The US agreed to see the UN-supported coalition joint task force deploy to Zefra and Daloon to deal with things. To get agreement at the UN Security Council the US arranged a side agreement with China, that no US forces would be part of the coalition mission. The Russian economy is in tatters so Russia offered to abstain as long as this was framed as Vladimir Putin taking a role as "peacemaker". With the China-US side agreement, China was prepared to abstain as well, allowing the UN force to deploy.
For this area, you are the main military advisor to the National Command Authority: the Commander of the South Asia and Pacific Command (SAPCOM). You have a geographic combatant command created from the southern part of what was PACOM (US Pacific Command). PACOM retains responsibility for mainland China, Taiwan, and everything north of the equator. You have military resources in the area, but you must assign their missions with care. It is clear that Zefra and the Coral Sea are potential flashpoints. Your moves will be watched with considerable attention in Washington, and in Beijing.
The US leadership has discussed various roles for the US.
The political advisors to the President are well aware of the fine balance between showing early success in Zefra and ensuring that lives of American service personnel are not risked needlessly. The fact that the presidental election in November this year (2020) gives whatever move you make strong political overtones in a domestic sense. White House advisors will be screaming for your blood if any such moves will damage the President's chances of re-election.

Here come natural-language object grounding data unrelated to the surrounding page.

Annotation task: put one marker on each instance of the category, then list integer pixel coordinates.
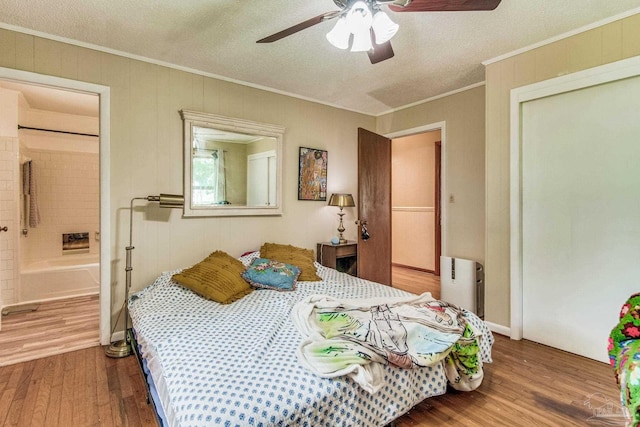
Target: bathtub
(65, 276)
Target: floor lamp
(122, 348)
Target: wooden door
(374, 206)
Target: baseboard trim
(499, 329)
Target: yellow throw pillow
(218, 277)
(301, 258)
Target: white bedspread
(236, 365)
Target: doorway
(370, 198)
(415, 189)
(101, 234)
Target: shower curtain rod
(57, 131)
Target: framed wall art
(312, 174)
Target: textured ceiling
(435, 53)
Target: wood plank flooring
(415, 281)
(55, 327)
(528, 384)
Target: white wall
(8, 213)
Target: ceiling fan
(363, 25)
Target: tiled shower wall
(10, 218)
(68, 198)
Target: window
(208, 177)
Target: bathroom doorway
(53, 239)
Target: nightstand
(343, 257)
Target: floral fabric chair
(624, 356)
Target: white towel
(29, 189)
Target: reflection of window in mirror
(233, 167)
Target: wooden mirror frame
(193, 119)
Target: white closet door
(261, 179)
(580, 214)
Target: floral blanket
(624, 356)
(356, 337)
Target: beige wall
(602, 45)
(146, 155)
(463, 114)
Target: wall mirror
(232, 167)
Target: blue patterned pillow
(272, 274)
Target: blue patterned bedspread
(236, 364)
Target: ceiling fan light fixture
(340, 34)
(361, 41)
(383, 27)
(359, 20)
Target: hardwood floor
(527, 384)
(415, 281)
(80, 388)
(55, 327)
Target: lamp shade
(342, 200)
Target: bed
(210, 364)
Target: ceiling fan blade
(299, 27)
(380, 52)
(443, 5)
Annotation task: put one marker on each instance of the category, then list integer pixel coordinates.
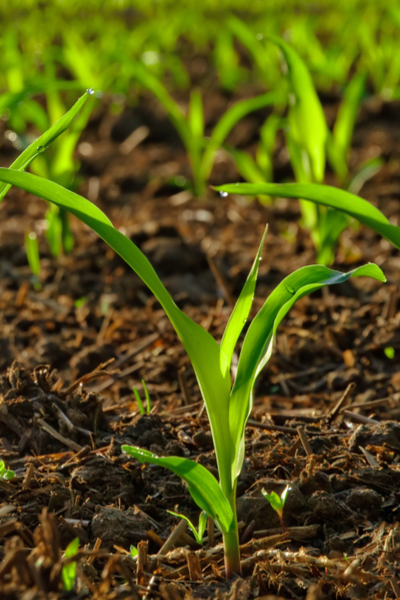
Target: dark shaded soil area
(326, 411)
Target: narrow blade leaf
(257, 346)
(352, 205)
(242, 308)
(229, 120)
(306, 117)
(27, 156)
(202, 486)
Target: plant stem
(231, 541)
(232, 553)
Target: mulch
(326, 412)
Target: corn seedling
(4, 472)
(58, 232)
(277, 502)
(198, 534)
(68, 572)
(228, 406)
(308, 138)
(201, 150)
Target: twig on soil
(73, 445)
(336, 409)
(359, 418)
(173, 538)
(97, 372)
(304, 440)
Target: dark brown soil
(72, 352)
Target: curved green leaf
(229, 120)
(306, 117)
(242, 308)
(41, 143)
(208, 361)
(203, 486)
(352, 205)
(257, 345)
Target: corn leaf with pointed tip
(27, 156)
(202, 485)
(326, 195)
(242, 308)
(306, 117)
(229, 120)
(257, 345)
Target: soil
(326, 412)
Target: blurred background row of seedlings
(44, 69)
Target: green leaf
(144, 76)
(4, 472)
(306, 117)
(133, 551)
(209, 363)
(229, 120)
(139, 401)
(69, 571)
(347, 115)
(202, 524)
(242, 308)
(41, 143)
(352, 205)
(257, 345)
(202, 486)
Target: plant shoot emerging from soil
(228, 406)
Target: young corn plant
(228, 406)
(309, 139)
(62, 166)
(201, 150)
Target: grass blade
(229, 120)
(41, 143)
(326, 195)
(242, 308)
(306, 117)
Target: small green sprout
(390, 352)
(277, 502)
(202, 525)
(32, 254)
(69, 571)
(133, 551)
(5, 473)
(139, 401)
(201, 149)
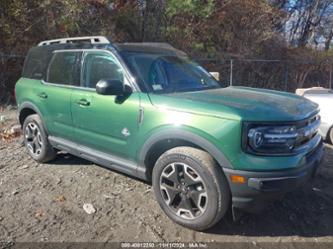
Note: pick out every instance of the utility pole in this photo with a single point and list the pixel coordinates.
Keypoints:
(231, 71)
(330, 76)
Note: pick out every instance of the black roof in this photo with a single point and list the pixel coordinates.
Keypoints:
(148, 47)
(38, 58)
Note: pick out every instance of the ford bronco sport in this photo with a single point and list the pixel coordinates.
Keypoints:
(147, 110)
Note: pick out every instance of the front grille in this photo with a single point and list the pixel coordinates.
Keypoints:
(307, 130)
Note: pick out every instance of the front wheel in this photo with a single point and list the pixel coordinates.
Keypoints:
(191, 188)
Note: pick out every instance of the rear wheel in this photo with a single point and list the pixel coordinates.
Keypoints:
(35, 139)
(191, 188)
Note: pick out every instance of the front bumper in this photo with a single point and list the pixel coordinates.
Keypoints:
(260, 188)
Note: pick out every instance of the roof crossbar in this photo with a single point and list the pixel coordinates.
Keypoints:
(91, 39)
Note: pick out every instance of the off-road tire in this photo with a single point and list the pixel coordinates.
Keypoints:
(46, 152)
(210, 173)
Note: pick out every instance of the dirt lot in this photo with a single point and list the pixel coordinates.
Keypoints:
(43, 202)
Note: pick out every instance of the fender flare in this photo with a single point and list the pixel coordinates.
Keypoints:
(217, 154)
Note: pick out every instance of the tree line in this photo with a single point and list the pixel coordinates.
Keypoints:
(295, 33)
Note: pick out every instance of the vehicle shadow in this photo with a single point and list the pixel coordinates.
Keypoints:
(307, 212)
(68, 159)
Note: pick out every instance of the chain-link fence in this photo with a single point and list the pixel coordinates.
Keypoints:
(280, 75)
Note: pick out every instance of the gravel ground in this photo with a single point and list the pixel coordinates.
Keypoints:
(44, 202)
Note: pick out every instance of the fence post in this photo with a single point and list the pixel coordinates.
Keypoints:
(330, 82)
(231, 71)
(286, 77)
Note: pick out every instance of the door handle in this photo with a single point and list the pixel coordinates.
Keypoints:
(83, 102)
(42, 95)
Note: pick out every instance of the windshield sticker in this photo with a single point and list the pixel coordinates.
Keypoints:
(157, 87)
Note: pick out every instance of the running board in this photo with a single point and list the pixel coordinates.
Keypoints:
(98, 157)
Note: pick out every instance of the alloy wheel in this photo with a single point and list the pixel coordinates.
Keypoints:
(33, 138)
(183, 190)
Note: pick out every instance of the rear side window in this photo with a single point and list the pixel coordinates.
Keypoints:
(35, 65)
(64, 68)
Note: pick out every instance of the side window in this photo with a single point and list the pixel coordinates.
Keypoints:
(64, 68)
(100, 65)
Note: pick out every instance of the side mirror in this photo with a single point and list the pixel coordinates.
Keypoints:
(110, 87)
(216, 75)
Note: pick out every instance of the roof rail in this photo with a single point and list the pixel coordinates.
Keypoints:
(91, 39)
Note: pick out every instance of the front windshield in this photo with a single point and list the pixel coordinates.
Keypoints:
(161, 73)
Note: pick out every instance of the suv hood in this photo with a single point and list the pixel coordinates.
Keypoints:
(241, 103)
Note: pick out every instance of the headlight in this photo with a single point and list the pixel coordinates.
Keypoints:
(270, 139)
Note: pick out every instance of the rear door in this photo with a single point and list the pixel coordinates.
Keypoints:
(63, 73)
(103, 122)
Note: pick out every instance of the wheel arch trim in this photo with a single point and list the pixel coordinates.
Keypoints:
(187, 136)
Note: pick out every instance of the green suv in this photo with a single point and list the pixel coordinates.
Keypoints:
(147, 110)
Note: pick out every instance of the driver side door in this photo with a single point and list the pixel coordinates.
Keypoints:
(104, 123)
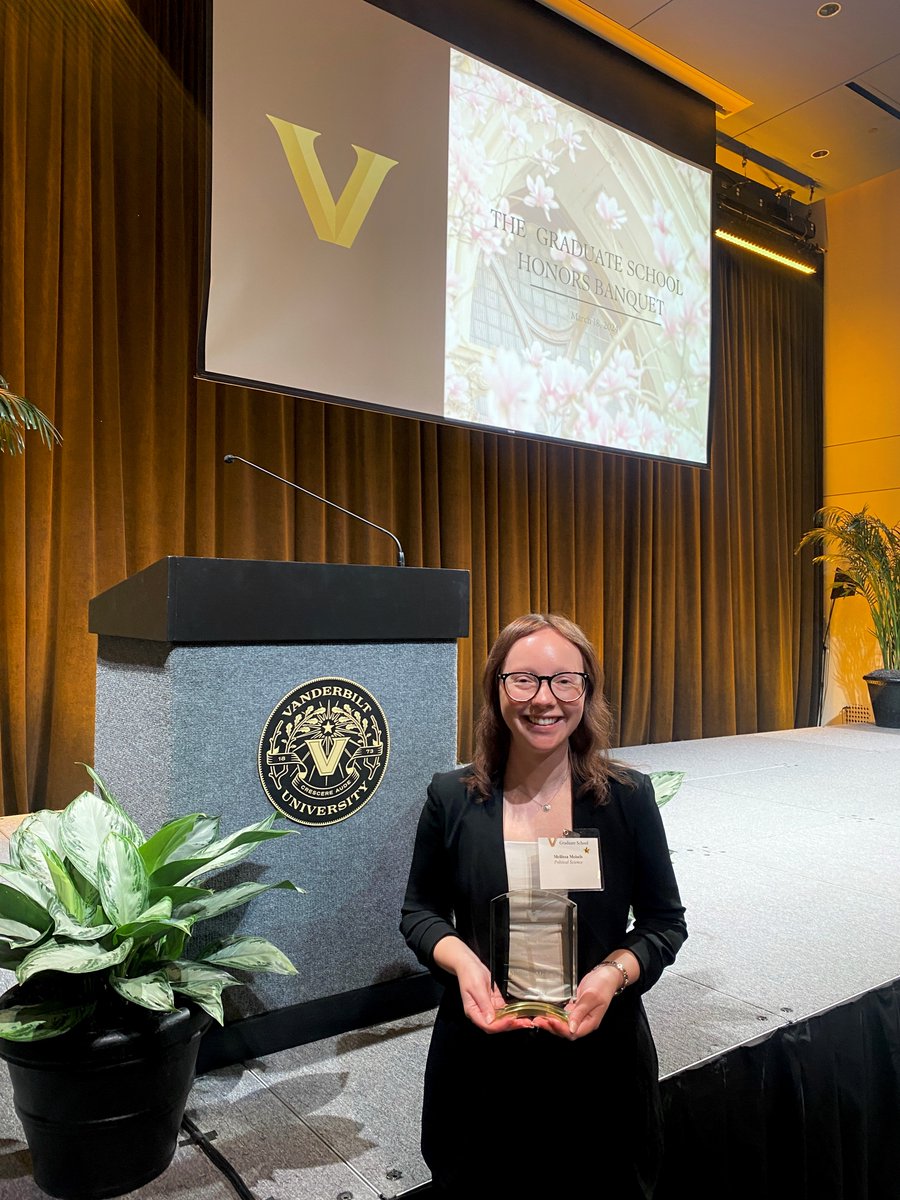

To accomplish missions as assigned by the National Command Authority
To provide the Commander in Chief with the best available military advice.
To deal firmly with any challenges to freedom of navigation and to US support to allies and friends, especially challenges from China
To demonstrate US leadership throughout the region.
Criteria for Decision Making
Ensure, where possible, the safety and well being of American service personnel and of US citizens.
Do what is in the best interest of American foreign policy.
Provide assistance to allies, to friendly nations, and to others... in that order.